Waste kingdom.
7.5 Il y a souvent ce petit quelque chose dans les films de Wes Anderson qui m’empêche de me sentir vraiment concerné. Un trop plein esthétique, un trop plein de personnages ou un trop plein frénétique. Parfois les trois à la fois, comme dans l’éreintant Grand Budapest Hotel. Si je peux en apparence aussi faire ces griefs à L’île aux chiens, ils sont largement compensés par une implication émotionnelle, la même qui m’avait permis de voir en The Darjeeling Limited, le grand film qu’il est. L’ile aux chiens est une merveille. Le plus beau film de Wes Anderson à mes yeux, ex-aequo avec celui que je viens de citer.
Si je pouvais j’y retournerais car c’est d’une telle richesse dans le rythme et l’image que j’ai l’impression d’avoir raté beaucoup de choses. Mais punaise ce que c’est beau. Intégralement réalisé en stop motion – ce qui me fait me demander si ce n’est pas dans cette expression que le cinéma d’Anderson est le plus précieux (J’avais déjà beaucoup aimé Fantastic Mr Fox, mais j’ai le souvenir qu’il était plus inégal, moins attachant) – L’île aux chiens trouve cet équilibre entre le ludisme et la tragédie, le récit d’aventure et la parabole politique, la précision des lignes et la profusion de la décomposition, le double soulèvement canido-enfantin contre l’horreur dictatoriale, entre légèreté et noirceur, qui me touche cette fois beaucoup.
Il faut surtout voir comment l’auteur s’empare de l’imagerie japonaise, c’est quasiment son Sept samouraï à lui.
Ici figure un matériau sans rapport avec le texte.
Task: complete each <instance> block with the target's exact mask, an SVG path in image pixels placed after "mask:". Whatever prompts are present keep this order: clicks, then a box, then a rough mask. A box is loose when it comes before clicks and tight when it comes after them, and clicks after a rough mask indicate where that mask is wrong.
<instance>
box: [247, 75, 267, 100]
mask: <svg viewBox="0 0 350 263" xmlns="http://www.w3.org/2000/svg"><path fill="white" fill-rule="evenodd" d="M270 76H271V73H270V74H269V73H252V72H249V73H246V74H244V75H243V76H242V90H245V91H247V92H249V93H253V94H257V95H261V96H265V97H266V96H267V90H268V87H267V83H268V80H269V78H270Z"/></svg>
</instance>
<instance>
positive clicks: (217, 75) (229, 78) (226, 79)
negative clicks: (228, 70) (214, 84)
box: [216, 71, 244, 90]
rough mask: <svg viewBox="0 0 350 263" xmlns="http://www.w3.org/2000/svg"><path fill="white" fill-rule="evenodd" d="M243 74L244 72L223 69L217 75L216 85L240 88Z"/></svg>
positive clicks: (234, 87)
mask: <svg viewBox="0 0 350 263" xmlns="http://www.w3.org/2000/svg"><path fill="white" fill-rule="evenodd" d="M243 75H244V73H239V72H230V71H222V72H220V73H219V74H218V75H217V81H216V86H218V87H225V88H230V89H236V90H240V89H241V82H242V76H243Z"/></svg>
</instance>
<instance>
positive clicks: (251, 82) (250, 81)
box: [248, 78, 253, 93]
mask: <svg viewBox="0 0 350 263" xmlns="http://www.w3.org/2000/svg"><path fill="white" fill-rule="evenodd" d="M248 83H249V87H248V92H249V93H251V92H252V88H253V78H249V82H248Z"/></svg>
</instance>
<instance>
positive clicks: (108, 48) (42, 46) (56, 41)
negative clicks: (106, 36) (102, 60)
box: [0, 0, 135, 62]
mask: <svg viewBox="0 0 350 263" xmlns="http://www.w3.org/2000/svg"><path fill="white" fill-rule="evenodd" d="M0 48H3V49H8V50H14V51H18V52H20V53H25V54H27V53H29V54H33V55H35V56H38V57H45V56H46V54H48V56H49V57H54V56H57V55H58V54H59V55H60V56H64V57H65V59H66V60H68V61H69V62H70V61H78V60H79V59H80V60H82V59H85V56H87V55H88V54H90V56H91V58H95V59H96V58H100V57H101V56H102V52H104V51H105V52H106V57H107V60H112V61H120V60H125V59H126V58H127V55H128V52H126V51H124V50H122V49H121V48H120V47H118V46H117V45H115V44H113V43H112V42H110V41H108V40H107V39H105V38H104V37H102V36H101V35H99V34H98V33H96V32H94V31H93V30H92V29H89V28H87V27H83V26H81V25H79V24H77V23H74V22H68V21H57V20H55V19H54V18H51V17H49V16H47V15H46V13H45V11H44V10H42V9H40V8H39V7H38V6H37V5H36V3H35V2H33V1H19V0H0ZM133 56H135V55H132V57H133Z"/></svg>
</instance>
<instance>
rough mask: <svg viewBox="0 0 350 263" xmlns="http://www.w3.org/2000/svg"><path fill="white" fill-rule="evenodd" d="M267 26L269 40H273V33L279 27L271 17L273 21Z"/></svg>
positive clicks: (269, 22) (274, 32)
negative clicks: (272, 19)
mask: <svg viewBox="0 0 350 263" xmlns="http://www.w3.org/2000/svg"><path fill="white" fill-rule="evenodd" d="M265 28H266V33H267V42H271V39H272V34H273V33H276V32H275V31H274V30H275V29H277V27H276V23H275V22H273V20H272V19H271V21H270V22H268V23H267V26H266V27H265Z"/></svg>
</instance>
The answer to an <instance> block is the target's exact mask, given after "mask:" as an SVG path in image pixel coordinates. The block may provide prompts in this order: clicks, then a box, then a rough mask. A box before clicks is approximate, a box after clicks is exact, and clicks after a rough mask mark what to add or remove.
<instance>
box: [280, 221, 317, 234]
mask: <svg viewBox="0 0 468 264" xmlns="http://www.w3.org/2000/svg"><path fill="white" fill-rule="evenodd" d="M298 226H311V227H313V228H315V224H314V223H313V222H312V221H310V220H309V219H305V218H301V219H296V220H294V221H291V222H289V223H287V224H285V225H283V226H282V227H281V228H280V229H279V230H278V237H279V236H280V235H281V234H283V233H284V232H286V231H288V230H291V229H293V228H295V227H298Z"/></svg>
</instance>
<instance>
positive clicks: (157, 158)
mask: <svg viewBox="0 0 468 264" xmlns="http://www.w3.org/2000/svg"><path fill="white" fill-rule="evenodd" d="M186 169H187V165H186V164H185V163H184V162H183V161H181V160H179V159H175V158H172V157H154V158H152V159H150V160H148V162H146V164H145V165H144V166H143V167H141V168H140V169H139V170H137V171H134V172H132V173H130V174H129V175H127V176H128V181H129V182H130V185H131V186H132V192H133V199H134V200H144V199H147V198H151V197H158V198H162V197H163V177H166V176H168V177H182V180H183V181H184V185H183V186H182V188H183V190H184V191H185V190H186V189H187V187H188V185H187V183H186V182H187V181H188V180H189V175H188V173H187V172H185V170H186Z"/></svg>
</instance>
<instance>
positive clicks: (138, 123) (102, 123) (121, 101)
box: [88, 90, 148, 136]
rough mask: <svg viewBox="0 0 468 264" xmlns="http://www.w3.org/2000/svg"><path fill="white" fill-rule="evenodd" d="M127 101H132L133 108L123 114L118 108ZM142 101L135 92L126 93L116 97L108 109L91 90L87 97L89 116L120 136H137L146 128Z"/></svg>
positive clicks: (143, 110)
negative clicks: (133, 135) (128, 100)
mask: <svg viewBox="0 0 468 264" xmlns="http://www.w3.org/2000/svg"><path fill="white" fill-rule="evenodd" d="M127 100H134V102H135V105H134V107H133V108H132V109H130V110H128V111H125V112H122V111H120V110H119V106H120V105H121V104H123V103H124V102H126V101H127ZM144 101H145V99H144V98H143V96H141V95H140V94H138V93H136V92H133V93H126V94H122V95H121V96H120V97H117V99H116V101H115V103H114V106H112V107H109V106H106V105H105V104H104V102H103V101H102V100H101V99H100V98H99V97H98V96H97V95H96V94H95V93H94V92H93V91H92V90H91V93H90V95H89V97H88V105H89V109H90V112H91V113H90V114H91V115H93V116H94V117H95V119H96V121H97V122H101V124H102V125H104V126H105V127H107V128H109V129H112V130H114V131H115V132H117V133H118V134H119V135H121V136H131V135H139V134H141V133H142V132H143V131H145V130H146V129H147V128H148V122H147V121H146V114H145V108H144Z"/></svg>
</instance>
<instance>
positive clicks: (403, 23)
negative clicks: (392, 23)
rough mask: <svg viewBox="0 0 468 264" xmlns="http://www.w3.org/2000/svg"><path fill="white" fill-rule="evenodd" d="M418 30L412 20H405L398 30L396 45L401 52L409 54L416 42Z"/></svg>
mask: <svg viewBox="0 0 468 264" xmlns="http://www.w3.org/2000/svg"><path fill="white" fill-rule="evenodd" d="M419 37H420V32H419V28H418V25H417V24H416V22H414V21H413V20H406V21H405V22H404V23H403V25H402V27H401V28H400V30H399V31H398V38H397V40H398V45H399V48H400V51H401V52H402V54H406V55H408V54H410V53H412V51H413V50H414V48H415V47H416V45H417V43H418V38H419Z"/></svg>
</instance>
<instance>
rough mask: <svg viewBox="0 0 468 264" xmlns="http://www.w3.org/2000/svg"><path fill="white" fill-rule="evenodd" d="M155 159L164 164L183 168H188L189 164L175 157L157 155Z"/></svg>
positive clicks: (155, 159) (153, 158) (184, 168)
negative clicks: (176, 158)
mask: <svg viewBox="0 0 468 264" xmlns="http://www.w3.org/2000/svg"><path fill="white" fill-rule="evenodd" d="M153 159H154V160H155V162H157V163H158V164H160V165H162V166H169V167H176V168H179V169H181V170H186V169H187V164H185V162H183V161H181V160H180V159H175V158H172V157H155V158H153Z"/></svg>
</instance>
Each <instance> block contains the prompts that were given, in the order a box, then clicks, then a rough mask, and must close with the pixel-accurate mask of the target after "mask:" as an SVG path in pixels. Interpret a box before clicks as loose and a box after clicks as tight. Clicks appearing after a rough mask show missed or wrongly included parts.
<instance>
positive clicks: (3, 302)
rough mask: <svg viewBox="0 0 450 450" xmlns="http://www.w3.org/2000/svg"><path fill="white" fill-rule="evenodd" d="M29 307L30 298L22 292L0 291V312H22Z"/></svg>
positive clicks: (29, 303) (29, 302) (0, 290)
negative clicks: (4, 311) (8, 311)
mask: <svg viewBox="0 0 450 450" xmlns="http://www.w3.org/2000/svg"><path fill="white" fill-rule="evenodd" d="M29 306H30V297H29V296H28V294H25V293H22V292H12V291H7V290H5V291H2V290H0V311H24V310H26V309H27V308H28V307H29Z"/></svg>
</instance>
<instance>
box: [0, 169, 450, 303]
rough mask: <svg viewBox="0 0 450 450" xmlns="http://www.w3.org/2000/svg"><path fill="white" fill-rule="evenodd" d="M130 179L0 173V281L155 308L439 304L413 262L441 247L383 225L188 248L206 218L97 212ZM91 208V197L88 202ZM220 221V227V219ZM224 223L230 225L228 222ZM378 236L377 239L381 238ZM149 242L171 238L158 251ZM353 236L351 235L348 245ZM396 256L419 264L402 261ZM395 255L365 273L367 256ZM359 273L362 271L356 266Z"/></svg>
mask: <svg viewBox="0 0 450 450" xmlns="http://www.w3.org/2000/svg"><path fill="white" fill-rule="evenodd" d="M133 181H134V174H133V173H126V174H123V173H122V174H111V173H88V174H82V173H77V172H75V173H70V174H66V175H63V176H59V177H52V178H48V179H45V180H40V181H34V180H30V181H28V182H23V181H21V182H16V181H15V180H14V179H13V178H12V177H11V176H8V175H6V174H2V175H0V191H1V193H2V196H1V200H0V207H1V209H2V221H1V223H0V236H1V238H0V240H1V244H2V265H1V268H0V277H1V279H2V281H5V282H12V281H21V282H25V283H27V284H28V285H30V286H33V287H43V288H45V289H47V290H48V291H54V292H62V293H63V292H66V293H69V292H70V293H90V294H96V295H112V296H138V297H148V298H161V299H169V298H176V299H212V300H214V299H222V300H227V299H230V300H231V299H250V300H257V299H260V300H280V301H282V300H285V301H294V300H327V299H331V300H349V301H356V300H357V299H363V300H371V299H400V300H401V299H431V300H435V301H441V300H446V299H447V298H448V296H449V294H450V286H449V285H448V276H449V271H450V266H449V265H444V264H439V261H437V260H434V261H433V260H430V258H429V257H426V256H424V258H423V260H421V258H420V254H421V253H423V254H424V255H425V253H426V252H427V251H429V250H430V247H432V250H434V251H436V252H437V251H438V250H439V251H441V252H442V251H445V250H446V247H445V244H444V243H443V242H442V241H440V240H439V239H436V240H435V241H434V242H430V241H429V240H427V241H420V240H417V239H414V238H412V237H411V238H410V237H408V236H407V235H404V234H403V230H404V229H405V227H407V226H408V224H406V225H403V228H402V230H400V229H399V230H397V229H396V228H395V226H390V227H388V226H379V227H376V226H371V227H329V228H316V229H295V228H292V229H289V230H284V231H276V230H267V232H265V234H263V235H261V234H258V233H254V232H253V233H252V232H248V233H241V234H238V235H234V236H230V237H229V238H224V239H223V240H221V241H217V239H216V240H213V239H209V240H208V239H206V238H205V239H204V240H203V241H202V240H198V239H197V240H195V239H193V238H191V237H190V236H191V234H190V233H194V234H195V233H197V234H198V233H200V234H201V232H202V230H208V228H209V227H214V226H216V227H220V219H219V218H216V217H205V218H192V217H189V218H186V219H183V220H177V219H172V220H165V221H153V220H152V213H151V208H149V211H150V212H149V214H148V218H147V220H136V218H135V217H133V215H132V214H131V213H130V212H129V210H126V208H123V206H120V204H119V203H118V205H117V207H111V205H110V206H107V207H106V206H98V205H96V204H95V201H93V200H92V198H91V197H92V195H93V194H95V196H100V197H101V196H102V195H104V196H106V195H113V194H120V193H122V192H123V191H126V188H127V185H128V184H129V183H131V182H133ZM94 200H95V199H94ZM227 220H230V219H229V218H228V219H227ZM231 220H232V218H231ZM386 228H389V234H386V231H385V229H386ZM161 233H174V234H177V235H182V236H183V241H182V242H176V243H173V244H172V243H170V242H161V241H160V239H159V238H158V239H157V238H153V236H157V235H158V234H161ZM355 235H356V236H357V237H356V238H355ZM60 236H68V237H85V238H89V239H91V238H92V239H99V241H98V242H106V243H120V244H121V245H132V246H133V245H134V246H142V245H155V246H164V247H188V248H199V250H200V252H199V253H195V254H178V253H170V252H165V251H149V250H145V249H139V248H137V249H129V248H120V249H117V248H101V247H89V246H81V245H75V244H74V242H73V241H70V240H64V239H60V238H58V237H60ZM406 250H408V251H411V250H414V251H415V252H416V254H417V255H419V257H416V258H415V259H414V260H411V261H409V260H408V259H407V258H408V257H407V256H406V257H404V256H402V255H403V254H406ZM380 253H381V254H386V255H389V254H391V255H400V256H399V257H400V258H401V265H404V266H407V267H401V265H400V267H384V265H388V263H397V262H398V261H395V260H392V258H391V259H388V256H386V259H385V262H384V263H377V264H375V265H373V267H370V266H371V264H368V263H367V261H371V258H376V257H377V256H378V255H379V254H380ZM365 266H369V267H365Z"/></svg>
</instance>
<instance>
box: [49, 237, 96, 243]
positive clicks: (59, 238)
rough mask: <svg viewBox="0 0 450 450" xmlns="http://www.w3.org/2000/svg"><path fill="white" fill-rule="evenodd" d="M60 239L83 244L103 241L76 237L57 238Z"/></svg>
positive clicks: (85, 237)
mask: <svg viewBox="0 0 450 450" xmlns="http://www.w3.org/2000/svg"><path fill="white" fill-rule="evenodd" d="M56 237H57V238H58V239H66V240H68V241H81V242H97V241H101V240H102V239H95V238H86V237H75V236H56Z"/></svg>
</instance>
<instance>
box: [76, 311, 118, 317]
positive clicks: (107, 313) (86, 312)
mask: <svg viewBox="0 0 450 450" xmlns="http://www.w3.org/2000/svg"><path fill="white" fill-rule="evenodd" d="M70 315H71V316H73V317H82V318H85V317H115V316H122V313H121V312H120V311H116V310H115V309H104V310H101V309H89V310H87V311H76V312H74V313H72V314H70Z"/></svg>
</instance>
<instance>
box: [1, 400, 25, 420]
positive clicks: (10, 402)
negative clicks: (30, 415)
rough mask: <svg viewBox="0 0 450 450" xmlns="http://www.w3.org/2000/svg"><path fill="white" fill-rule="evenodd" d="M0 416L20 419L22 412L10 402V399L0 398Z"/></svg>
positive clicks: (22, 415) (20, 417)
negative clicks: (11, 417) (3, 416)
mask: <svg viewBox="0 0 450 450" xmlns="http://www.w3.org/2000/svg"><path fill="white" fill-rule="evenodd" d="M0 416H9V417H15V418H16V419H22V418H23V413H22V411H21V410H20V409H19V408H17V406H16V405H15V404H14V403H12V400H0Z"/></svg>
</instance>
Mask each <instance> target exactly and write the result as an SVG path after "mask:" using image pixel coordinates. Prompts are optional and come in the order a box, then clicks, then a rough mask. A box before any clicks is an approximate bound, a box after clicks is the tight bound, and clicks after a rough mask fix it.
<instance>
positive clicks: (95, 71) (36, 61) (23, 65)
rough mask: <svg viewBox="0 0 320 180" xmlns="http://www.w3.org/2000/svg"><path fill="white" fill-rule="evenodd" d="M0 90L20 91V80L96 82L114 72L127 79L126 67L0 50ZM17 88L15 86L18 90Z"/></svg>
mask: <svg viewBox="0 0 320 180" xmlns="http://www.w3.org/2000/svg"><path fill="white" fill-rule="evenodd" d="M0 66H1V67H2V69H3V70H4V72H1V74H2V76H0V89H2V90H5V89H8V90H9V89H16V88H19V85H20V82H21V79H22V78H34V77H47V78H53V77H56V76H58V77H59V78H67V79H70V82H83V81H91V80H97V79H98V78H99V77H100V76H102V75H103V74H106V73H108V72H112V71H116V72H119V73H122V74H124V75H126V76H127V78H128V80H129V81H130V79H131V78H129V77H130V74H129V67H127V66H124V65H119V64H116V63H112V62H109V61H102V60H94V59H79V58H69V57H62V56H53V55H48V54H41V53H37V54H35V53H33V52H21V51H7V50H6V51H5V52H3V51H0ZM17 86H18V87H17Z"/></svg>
Impossible de ne pas penser à Kurosawa. Il faut voir aussi la beauté de chaque personnages, chiens ou pas chiens, autant dans leur écriture que dans le soin marionnettiste. Et il faut apprécier la beauté de chaque plan, tout simplement, tant Anderson déploie son récit d’épidémie et de lutte collective avec un sens esthétique et du détail aussi impressionnant que dans les plus beaux films de Tati. Alexandre Desplat lui-même se surpasse, on a le sentiment qu’il n’a jamais composé avant de composer pour Anderson et cette partition est probablement la plus riche, foisonnante qu’il ait offert dans cet univers prolifique.
Reste qu’il y a tout de même beaucoup trop de choses à regarder et que tout va beaucoup trop vite pour qu’on ait le temps d’observer, entre la profondeur de chaque plan, la grande place offerte aux dialogues et leur imposant débit, le nombre de sous-titres en tout genre. Il y a dix idées par plan. Il faudrait le revoir plusieurs fois pour en saisir chacune de ses subtilités. Quoiqu’il en soit, dès le premier visionnage, on ne peut pas passer à côté de ces transitions vertigineuses, situations hyper découpées, apparitions folles. Et puis plastiquement je me répète, aussi bien ici dans un simple nuage de fumée que là dans le décor dantesque de cette île surchargée, c’est d’une beauté à couper le souffle. C’est bien plus que le cinéma d’esthète et de marionnettes auquel j’ai trop souvent réduit celui de Wes Anderson.